Research on Virtual Reality Motion Sickness Recognition Model Based on 1D-CNN Using EEG Signals

Abstract

Virtual Reality technology holds broad application prospects across various fields, but "Virtual Reality Motion Sickness " has emerged as a critical bottleneck restricting its development. This study aims to deeply explore the neural mechanisms of VRMS through Brain-Computer Interface technology. A high-precision Electroencephalogram (EEG) system was employed to collect EEG signals and subjective motion sickness scores from 23 participants before and after exposure to VR scenarios under strictly controlled experimental conditions.
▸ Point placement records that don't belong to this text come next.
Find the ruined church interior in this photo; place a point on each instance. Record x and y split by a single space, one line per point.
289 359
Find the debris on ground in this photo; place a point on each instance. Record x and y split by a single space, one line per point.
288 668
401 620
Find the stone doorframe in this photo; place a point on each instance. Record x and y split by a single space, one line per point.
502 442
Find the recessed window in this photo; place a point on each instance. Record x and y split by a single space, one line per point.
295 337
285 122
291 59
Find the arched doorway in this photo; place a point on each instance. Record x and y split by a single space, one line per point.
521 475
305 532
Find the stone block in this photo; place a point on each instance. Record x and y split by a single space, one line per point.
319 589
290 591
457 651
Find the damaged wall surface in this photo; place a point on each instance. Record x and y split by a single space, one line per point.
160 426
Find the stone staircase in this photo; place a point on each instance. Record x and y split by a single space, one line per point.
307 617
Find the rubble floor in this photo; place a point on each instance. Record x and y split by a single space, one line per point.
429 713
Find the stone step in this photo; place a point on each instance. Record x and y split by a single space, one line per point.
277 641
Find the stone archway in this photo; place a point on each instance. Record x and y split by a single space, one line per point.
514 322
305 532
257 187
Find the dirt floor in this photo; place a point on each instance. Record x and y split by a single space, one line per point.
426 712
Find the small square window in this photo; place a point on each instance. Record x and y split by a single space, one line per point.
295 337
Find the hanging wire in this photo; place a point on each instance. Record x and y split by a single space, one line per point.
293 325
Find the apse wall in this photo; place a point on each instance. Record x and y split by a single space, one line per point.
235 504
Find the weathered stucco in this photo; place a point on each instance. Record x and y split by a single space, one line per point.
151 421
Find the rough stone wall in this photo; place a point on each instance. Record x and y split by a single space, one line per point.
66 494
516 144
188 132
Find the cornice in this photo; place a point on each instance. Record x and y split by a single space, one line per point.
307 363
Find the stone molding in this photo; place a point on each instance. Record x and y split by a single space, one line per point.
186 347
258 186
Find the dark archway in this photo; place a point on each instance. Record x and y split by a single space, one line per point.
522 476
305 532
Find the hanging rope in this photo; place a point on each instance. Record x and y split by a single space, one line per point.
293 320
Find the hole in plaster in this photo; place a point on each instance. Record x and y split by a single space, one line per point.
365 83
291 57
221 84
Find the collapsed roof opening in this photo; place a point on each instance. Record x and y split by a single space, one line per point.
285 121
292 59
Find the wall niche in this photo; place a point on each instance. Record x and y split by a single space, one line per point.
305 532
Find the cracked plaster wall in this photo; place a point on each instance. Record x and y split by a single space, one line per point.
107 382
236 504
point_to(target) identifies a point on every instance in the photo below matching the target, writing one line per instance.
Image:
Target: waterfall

Multidimensional EEG features were extracted, and a lightweight One-Dimensional Convolutional Neural Network (1D-CNN) model specifically designed for one-dimensional time-series signals was constructed to automatically identify and classify VRMS states. Experimental results demonstrated that the proposed model achieved an accuracy of 90.07%, an AUC value of 96.88%, a precision of 92.58%, and a sensitivity of 96.60% in five-fold cross-validation. Its comprehensive performance significantly outperformed baseline models such as traditional Support Vector Machines, Artificial Neural Networks, and EEGNet. This research not only contributes to uncovering the neural basis of VRMS but also provides a novel technical pathway for developing personalized, non-pharmaceutical VRMS intervention strategies, thereby bearing significant implications for promoting the healthy development of VR technology.